According to an old journal, fifteen years ago today I was in Turkey…
I’m in seat 34 and already seven minutes late. I’m on the night bus to Cappadocia and I’m settling in for a ten-hour ride into the heart of Turkey. The old woman ahead of me is getting feisty, pounding on the window and demanding to leave, loudly. This little drama is all in Turkish, of course, but it’s hard to misunderstand this kind of impatience. Most of the country seems to travel by bus and this is the largest terminal I’ve ever seen. The station is huge, complete with hotel and shopping complex, mosque, 200,000 lira WCs, and plenty of air guns to keep the kids occupied.
Today was busy. I decided to see Cappadocia’s fairy chimneys, and an underground city carved from solid rock.
Then it was off to make reservations, pay more than expected, and recover from sticker shock with a quick lunch at the Backpacker’s Bar.
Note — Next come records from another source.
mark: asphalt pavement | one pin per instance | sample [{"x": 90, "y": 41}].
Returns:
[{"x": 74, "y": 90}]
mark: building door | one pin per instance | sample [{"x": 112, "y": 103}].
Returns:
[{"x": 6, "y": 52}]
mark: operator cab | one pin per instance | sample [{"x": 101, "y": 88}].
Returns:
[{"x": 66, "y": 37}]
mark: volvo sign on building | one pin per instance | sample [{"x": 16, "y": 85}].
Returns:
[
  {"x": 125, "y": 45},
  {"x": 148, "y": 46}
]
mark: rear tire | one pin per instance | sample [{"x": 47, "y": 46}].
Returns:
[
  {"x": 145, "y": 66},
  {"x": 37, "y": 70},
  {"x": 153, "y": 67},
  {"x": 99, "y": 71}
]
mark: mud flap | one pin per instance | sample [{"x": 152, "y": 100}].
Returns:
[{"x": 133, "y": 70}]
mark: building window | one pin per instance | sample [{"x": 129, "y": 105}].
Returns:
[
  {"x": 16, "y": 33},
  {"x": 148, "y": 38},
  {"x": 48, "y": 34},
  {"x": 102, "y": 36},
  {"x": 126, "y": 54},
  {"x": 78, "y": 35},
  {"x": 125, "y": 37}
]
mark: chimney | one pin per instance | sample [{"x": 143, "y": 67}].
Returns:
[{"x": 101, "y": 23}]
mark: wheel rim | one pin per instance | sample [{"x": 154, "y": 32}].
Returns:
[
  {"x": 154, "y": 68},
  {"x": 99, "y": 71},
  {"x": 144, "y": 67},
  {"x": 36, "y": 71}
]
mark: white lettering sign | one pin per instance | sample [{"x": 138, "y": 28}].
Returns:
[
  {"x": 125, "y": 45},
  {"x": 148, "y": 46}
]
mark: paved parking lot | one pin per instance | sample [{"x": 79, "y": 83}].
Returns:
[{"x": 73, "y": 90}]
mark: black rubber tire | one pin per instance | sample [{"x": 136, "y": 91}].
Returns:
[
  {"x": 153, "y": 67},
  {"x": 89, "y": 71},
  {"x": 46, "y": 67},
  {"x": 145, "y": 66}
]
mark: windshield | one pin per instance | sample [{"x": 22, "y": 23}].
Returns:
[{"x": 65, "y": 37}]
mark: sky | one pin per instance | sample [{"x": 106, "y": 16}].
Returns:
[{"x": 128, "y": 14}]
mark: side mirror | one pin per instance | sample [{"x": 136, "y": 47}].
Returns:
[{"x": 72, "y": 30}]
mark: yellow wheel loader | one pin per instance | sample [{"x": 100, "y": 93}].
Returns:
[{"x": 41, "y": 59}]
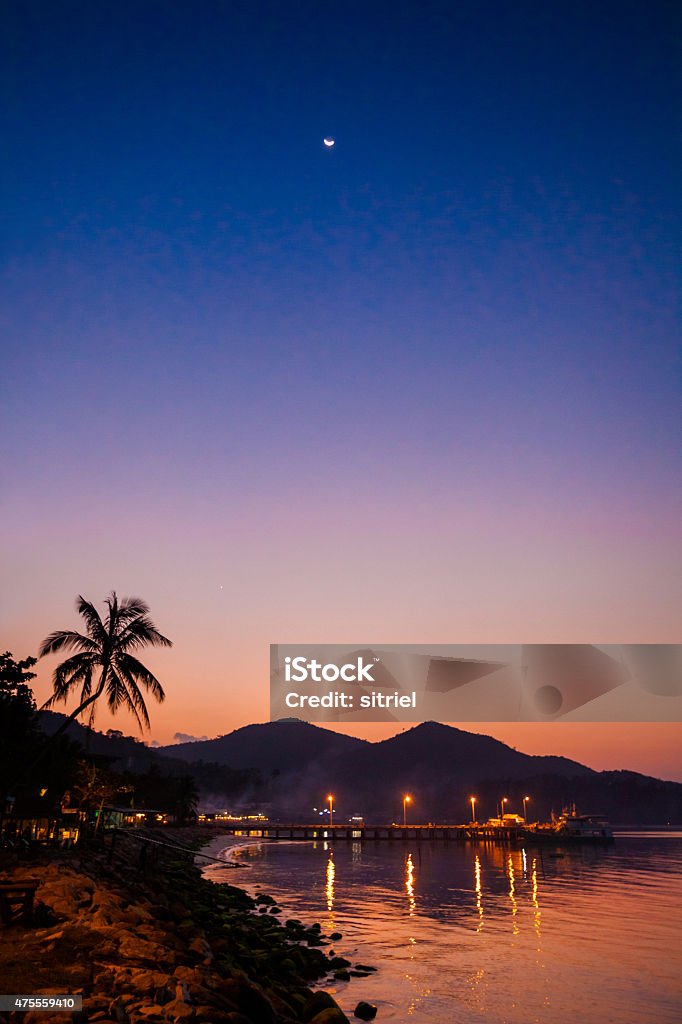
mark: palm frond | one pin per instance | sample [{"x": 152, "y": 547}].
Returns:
[
  {"x": 68, "y": 675},
  {"x": 67, "y": 640},
  {"x": 134, "y": 672},
  {"x": 123, "y": 691},
  {"x": 91, "y": 615},
  {"x": 140, "y": 633},
  {"x": 131, "y": 607}
]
Greek salad again, a bargain with bread at 750,000 lira ($1.20), plus tea and cake.
After checking out of the hotel at noon I sought cool haven at the Istanbul Archaeological Museum. The Museum had a number of interesting exhibits, including the so-called Alexander Sarcophagus. Actually the resting place of a king from Sinon, I think, the stone has finely detailed carvings of Alexander the Great in battle.
The museum’s dim lighting preserved the displays, while making the charging horses, valiant men, and straining muscles seem one step short of alive.